Réforme des retraites : « Le vrai débat n’est pas l’âge de départ, mais la durée de vie après la carrière »

Publié le 17 janvier 2023

TRIBUNE

Sébastien Crozier   Président de CFE-CGC Orange

Président du syndicat CFE-CGC au sein du groupe Orange, Sébastien Crozier déplore, dans une tribune au « Monde », que la réforme des retraites envisagée par le gouvernement soit la première à entraîner un recul de l’espérance de vie à la retraite.

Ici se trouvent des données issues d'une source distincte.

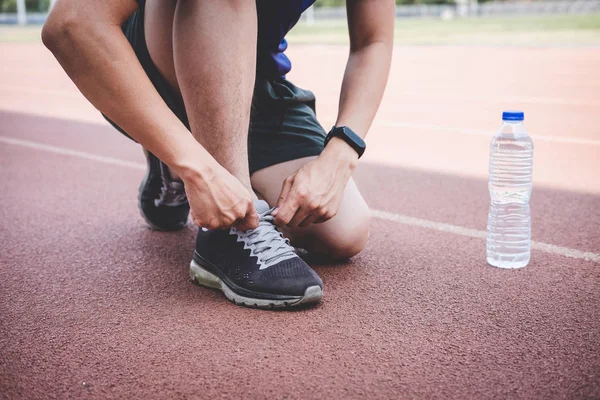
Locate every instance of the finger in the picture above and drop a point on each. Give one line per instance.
(249, 222)
(283, 196)
(301, 215)
(309, 220)
(326, 217)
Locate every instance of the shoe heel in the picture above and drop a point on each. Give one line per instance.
(203, 277)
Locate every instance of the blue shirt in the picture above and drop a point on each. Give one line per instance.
(275, 19)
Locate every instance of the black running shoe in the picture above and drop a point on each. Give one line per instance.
(257, 268)
(162, 201)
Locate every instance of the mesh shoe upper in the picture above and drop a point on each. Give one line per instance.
(260, 261)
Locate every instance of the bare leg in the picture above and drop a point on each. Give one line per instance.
(207, 51)
(342, 236)
(214, 47)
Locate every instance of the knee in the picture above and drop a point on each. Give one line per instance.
(60, 28)
(350, 239)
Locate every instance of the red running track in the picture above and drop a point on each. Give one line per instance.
(95, 305)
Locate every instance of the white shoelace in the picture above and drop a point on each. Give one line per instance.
(267, 243)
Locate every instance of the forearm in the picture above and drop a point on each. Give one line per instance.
(100, 61)
(363, 86)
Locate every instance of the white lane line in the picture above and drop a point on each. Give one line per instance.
(384, 215)
(475, 233)
(69, 152)
(475, 132)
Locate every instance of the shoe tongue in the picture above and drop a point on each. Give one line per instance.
(261, 206)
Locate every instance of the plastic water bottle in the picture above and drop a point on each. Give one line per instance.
(509, 221)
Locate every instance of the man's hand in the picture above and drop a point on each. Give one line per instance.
(313, 193)
(218, 200)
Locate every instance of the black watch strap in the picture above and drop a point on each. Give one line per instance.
(348, 136)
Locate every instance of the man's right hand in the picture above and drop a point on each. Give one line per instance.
(218, 200)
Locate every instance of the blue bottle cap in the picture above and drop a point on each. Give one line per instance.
(513, 116)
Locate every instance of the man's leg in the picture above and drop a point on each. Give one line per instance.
(213, 65)
(214, 48)
(207, 52)
(343, 236)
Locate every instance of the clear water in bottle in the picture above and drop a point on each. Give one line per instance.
(509, 221)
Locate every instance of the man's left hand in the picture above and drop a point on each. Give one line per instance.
(313, 193)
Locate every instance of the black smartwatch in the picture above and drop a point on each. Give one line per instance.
(348, 136)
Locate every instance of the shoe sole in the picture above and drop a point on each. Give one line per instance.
(201, 276)
(140, 189)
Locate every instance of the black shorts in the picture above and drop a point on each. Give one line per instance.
(283, 121)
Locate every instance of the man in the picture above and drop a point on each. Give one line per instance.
(201, 86)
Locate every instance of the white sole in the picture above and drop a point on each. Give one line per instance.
(202, 277)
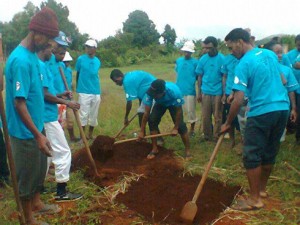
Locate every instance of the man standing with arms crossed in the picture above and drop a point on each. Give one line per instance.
(258, 74)
(186, 78)
(25, 108)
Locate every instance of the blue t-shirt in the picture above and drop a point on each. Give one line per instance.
(136, 83)
(69, 76)
(210, 70)
(172, 97)
(24, 80)
(291, 82)
(294, 56)
(228, 68)
(258, 72)
(186, 75)
(53, 66)
(88, 81)
(51, 109)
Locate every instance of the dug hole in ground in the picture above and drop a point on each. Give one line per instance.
(160, 190)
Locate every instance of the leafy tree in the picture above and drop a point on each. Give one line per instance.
(142, 28)
(169, 35)
(14, 31)
(65, 25)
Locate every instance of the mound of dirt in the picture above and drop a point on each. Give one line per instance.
(160, 195)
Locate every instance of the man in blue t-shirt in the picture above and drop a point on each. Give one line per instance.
(88, 87)
(186, 79)
(258, 74)
(25, 113)
(167, 96)
(293, 60)
(61, 152)
(135, 84)
(210, 88)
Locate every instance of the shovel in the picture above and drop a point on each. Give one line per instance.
(82, 134)
(120, 131)
(189, 210)
(149, 136)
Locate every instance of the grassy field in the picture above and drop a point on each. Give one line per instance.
(227, 167)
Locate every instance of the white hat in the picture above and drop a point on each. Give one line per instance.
(91, 43)
(67, 57)
(188, 47)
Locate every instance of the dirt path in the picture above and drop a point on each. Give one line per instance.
(162, 191)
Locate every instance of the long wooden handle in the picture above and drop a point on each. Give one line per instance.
(120, 131)
(149, 136)
(11, 162)
(82, 134)
(204, 175)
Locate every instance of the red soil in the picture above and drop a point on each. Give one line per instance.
(160, 196)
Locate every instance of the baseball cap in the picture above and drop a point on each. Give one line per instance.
(157, 87)
(91, 43)
(188, 47)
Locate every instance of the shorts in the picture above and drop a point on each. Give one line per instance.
(262, 138)
(70, 118)
(189, 108)
(31, 166)
(89, 107)
(156, 114)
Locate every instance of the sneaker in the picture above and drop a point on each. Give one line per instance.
(226, 136)
(68, 197)
(75, 139)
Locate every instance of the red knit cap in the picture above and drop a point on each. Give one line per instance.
(45, 22)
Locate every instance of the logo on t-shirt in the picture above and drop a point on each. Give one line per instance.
(18, 85)
(236, 80)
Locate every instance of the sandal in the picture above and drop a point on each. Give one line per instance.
(152, 155)
(244, 205)
(188, 156)
(49, 209)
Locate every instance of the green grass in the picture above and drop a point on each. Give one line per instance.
(227, 167)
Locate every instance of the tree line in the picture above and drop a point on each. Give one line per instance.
(137, 42)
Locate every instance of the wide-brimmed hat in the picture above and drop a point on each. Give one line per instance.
(45, 22)
(61, 39)
(67, 57)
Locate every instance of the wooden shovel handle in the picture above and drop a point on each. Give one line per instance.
(149, 136)
(120, 131)
(204, 175)
(82, 134)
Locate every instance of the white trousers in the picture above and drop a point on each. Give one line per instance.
(61, 154)
(89, 107)
(189, 108)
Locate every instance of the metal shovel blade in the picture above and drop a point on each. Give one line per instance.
(189, 212)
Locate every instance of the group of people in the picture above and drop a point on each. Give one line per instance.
(255, 90)
(38, 80)
(252, 85)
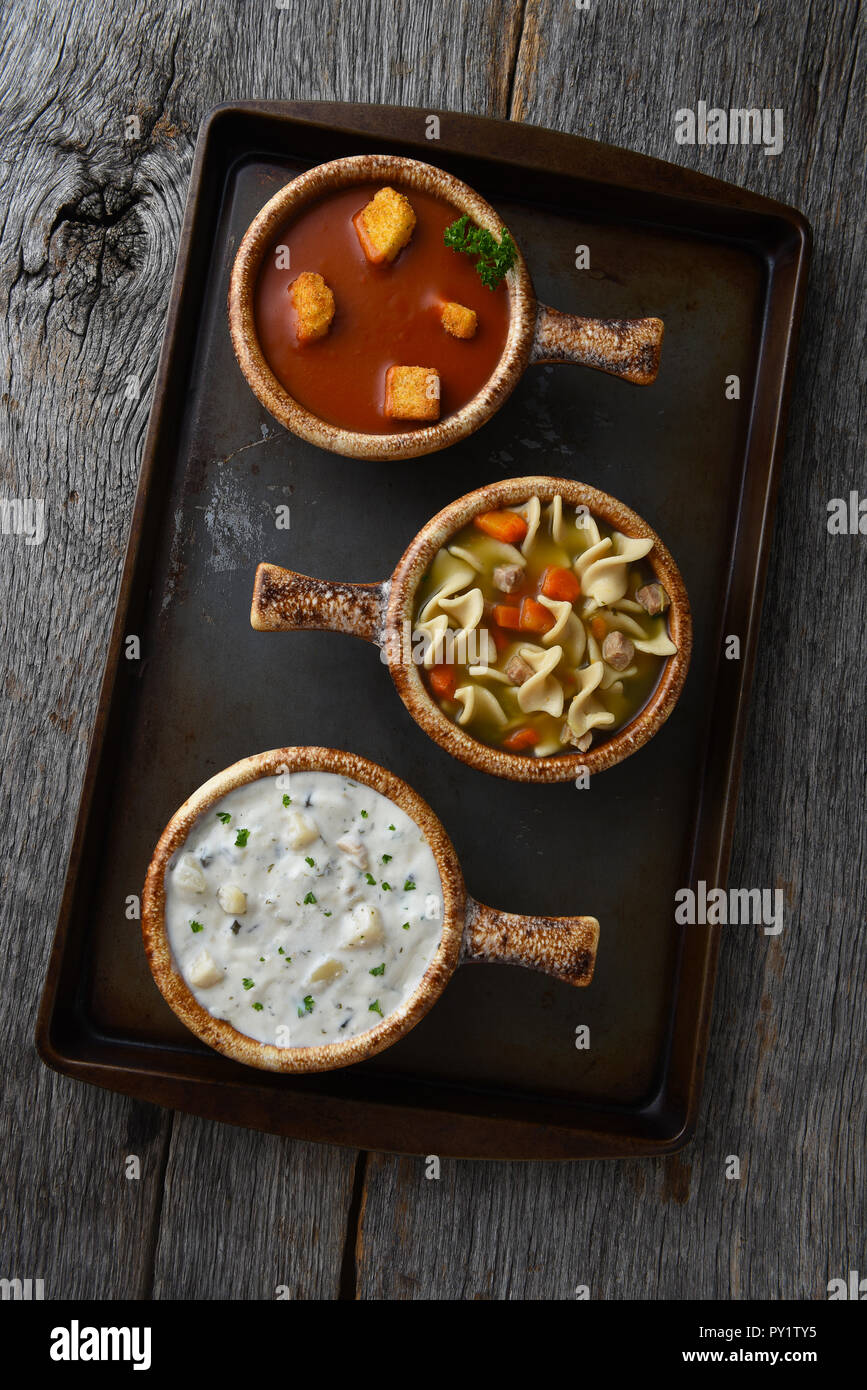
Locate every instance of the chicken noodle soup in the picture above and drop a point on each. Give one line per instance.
(542, 630)
(303, 908)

 La réforme des retraites néglige les inégalités d’espérance de vie et elle serait, dans l’histoire récente, la première régression de la durée passée à la retraite. Elle n’est pas à la hauteur du défi de la nouvelle économie : prendre conscience qu’elle s’appuie sur des gigafactorys (usines de très grande taille) et des travaux pénibles.

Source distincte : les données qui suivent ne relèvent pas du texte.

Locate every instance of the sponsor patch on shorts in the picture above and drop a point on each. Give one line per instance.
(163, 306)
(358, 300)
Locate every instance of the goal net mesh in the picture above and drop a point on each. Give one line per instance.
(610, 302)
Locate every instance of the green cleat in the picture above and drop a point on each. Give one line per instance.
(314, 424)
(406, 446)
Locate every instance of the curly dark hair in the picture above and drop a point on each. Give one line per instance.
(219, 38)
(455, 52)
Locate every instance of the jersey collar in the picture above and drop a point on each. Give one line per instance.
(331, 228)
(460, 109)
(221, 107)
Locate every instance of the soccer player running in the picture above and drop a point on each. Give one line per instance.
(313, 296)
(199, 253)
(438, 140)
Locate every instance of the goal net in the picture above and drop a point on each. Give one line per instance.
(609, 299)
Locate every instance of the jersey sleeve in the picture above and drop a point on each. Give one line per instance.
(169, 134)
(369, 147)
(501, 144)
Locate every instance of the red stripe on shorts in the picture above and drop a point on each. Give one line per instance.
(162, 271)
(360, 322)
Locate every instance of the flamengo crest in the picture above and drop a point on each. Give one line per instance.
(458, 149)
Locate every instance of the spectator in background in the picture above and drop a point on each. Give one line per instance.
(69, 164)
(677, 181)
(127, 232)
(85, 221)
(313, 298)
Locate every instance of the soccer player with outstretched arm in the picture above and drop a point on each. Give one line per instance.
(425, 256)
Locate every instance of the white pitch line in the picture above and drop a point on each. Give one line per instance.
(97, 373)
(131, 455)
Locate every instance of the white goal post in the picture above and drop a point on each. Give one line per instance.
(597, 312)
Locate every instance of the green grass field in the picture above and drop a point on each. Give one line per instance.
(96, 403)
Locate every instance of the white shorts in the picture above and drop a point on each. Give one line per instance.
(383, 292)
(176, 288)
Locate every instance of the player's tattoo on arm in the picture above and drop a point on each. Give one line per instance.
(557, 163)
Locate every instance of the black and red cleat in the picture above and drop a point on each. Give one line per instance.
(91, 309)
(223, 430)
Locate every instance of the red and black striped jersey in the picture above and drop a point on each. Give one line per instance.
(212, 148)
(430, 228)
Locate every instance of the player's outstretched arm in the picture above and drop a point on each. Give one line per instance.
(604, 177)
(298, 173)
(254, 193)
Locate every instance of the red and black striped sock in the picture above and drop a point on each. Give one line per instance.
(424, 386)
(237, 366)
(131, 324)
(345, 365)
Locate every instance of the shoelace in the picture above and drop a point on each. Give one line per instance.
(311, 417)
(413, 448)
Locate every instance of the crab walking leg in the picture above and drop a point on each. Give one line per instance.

La croyance d’une partie des élites en une France de services, où l’ouvrier aurait disparu, a coûté deux millions d’emplois industriels en trente ans. C’est elle qui continue de nourrir les réformes à répétition de l’âge de départ à la retraite.

Le confinement avait levé le voile sur les professions essentielles, montrant que, loin d’une dématérialisation généralisée, l’économie repose sur un travail souvent pénible. Au moment de débattre sur les retraites, n’oublions pas le secteur du bâtiment, qui tourne à plein régime pour les Jeux olympiques de 2024, ni l’aéronautique, la chimie et les cosmétiques, tout comme le secteur agricole, qui sont nos fleurons à l’exportation.

Postures pénibles, vibrations mécaniques

Rappelons que le numérique aussi est une industrie qui ne repose pas seulement sur ses ingénieurs et développeurs mais également sur le million de tonnes de cuivre posé par France Télécom-Orange, sur des kilomètres de fibre optique, déroulés pour partie dans les égouts au milieu des surmulots. Beaucoup de ceux qui vont décider de l’âge de la retraite travaillent dans un bureau et s’illusionnent sur la réalité du travail, allant jusqu’à dire que les déménageurs sont équipés d’exosquelettes.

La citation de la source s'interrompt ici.